Let me be less facetious with an answer. There is a different between property and IP, which is why it has the I at the front. IP is not property. IP is non-enviable, which means that if I 'steal' your IP, you still have it. So since IP cannot be stolen (without some form of memory-wiping drugs), it isn't property. This is why we distinguish between the painting itself (which can be stolen) and the idea of the painting (which cannot).
It is ludicrous to suggest that IP should be owned in perpetuity. For example, you like chairs? How about paying the descendants of the first chair maker to sit down? Every product has an inventor, who in the world of perpetual IP would rake in fees. Each person that contributed to the development of the computer, the motor car, the aeroplane, etc., would be due a royalty every time one was made, maybe even used? And each could presumably say no, we won't license the IP for rubber to be used any more, find a new compound.
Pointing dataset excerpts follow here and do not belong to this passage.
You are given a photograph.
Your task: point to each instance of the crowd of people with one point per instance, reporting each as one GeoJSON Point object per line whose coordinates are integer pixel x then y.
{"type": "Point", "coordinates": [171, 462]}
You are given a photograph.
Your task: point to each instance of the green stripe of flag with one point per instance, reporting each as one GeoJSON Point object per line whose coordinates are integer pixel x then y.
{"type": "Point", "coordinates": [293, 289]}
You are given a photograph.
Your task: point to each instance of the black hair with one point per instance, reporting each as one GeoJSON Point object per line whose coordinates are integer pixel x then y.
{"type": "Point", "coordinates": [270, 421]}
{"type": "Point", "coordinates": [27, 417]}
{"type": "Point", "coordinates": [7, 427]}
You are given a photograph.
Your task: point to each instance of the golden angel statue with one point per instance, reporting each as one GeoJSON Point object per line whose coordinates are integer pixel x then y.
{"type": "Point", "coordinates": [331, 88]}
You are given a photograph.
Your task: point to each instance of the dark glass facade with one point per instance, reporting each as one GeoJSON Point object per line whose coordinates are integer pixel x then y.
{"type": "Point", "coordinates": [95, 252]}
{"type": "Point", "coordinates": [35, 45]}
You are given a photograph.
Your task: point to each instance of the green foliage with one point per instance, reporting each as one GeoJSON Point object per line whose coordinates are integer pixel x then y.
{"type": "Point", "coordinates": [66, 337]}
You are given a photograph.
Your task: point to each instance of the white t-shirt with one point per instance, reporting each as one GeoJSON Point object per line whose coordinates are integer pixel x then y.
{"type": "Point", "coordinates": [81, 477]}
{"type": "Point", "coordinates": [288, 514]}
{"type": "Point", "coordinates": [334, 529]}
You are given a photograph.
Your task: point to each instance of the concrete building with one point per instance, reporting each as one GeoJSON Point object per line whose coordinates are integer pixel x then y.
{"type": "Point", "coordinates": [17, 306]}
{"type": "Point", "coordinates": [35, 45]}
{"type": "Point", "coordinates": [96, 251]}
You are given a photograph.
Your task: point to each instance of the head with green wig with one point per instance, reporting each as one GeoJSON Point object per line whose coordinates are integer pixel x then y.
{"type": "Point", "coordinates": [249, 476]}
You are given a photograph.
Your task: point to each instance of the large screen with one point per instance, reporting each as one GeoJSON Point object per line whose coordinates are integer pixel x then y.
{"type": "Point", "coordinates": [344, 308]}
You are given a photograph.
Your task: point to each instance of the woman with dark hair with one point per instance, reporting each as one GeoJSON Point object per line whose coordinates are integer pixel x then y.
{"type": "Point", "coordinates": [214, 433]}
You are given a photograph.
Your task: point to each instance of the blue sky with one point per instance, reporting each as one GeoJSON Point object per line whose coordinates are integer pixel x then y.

You could make something like rubber 'essential', so set FRAND-like terms for it, but as time goes on more and more cash would have to be set aside to pay all previous inventors.
You might wish now to distinguish between different types of IP, between 'useful' stuff, which is owned by everyone and inventors cannot perpetually assert their rights, and 'useless' stuff, which can be owned in perpetuity by its creator. But this demonstrates precisely why it makes no sense: the act of creativity is the same, so why should one be denied what the other enjoys? It sounds like nothing more than special pleading on behalf of those who make 'useless' stuff.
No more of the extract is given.